Entretien d’embauche

Isabelle Canil
Orthophoniste

32 ans environ. Il bégaie. Et en plus il est noir. Il est beau, mais il est noir. Il est bardé de diplômes, parce que comme il ne trouve pas de travail, dès qu’il finit une maîtrise ou un master, il en commence un autre. Voici comment ça se passe : il envoie des CV. Presque toujours il obtient un entretien et c’est là que ça se gâte : il bégaie trop. Moi j’ai bien ma petite idée, je ne vais pas tarder à la lui soumettre. Je pense à un film, The Full Monty. Dans une ville anglaise, le chômage sévit. Les hommes dépriment. L’argent manque cruellement, l’espoir a déserté, la dignité s’amenuise comme peau de chagrin. Un jour, une troupe de beaux éphèbes vient faire un spectacle de strip-tease masculin dans la ville. Alors, petit à petit chez un des chômeurs, commence à germer une idée complètement cinglée, mais ô combien salvatrice : il va rallier des volontaires et monter son propre spectacle, avec musique, chorégraphie, et déshabillage progressif et intégral ! Évidemment ça marche ! Un vrai conte de fée !

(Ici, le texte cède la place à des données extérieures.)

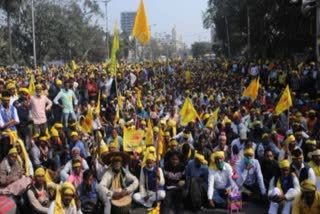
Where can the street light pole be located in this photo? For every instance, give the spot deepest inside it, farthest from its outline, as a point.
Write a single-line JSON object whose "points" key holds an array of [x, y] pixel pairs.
{"points": [[33, 36]]}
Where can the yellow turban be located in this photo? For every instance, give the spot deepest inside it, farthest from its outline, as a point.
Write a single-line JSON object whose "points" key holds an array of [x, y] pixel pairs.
{"points": [[151, 157], [313, 142], [39, 172], [248, 151], [290, 139], [284, 164], [308, 185], [25, 90], [201, 158], [67, 188], [12, 151]]}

Non non non, je ne vais pas proposer au monsieur bègue de devenir strip-teaseur. Mais j’aimerais bien lui souffler que parfois les idées les plus farfelues ont du bon. Voici comment je vois la chose : quand je lui demande de chanter, comme presque tous les bègues, il ne bégaie pas. Quand je lui demande de lire un texte bien balancé, en accentuant le rythme, il ne bégaie pas. S’il rappait, s’il slamait, il ne bégaierait pas.

Alors pourquoi ne pas faire un entretien d’embauche en rappant modérément ? Que le corps accompagne la parole en la scandant, que discrètement une main batte le tempo sur la cuisse, que le haut du torse imperceptiblement oscille, et le tour serait joué…

Question : Que pensez-vous pouvoir apporter à l’entreprise ?
Réponse : Je pense que je nanana/et que nana nananère/car j’ai déjà nanana/et nanana nanère/Sans compter que nanère…

Bien sûr, il faudrait annoncer la couleur : Monsieur le DRH/Il faut que l’on sache/Que je bégaie, c’est vache/Je découpe à la hache/Et ça me fâche/Mais si je rappe bravache/Plus besoin de cravache/pour faire sortir… mes moooots !

Est-ce qu’un DRH en costard cravate pourrait admettre ça ? Je suis sûre que ça doit se trouver.